The HTTPS was tricky to implement. There are tons of these tutorials that make it seem so easy on AWS, but none of them worked. They all seem to suggest that the dropdowns will have the CloudFront listed when you set up a new A record in Route 53, this was not my case. I went to sleep hoping the issue would be resolved by morning, it was not. I did some research and found some documentation discussing the Cloudfront Distribution needs to be deployed which it already had been set up to do.

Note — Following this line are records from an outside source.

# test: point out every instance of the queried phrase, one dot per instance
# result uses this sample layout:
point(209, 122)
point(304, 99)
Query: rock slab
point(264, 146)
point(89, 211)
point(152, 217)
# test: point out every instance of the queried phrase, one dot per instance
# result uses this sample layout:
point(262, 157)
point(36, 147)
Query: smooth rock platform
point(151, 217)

That was when I started to think outside the box. My payment card recently got a new number as part of some fraud protection push, half of the services I use were able to resolve the new card number. Amazon is not one of those companies. After updating the billing to my new card number and paying a few past due invoices I was able to see the Cloudfront Distributions deploying.

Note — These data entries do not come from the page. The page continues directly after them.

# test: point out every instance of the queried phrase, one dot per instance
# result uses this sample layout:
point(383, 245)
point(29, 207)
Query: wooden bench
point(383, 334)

Within 30 minutes the service had propagated enough to be able to be selected from the dropdown within Route53. Turns out only one CloudFront distribution is needed per domain. With it live I was back at the coding trying to manage the flood of new words always showing. Sharing the link is worse, as it is only working in Chrome currently. To settle on a better way, I see MDN has a nice little demo: https://github.com/mdn/web-speech-api/tree/master/speech-color-changer
Since I had hyped this so much I found a template I had purchased in the past and added the rap-owl.js library to it. So now I have this clean page with reasonable performance that hosts the MVP. And I shared the hell out of it at work. The pressure of being laid off in 60 days triggered so many feelings, but the worst was not being able to share the projects I had been discussing with coworkers for years. Motivation comes from many places and even now I am still mourning the loss of my job. Not because of the work, but because of the people with whom I formed deep bonds with.
https://rapowl.com/
Overall this was a fun project with a limited scope. I found it easy to integrate a small amount of code into a performant marketing page template. I have all the notes for what it would take to expand on this work from the technical standpoint but have not done any market research. The incumbent songwriting software seems out of date and ripe for enhancement. The demo does not work on mobile Chrome, as the final result and inferred results API’s are not standard between mobile and desktop. There is someone calling out the issue on Stack Overflow, but it would appear that the webSpeechRecognition API is not mature enough to build on in 2020. The ideas, knowledge, and goals from this project are being transferred to a new project that will focus on generating alternative lyrics for songs similar to how Weird Al makes silly covers or help you write more concisely.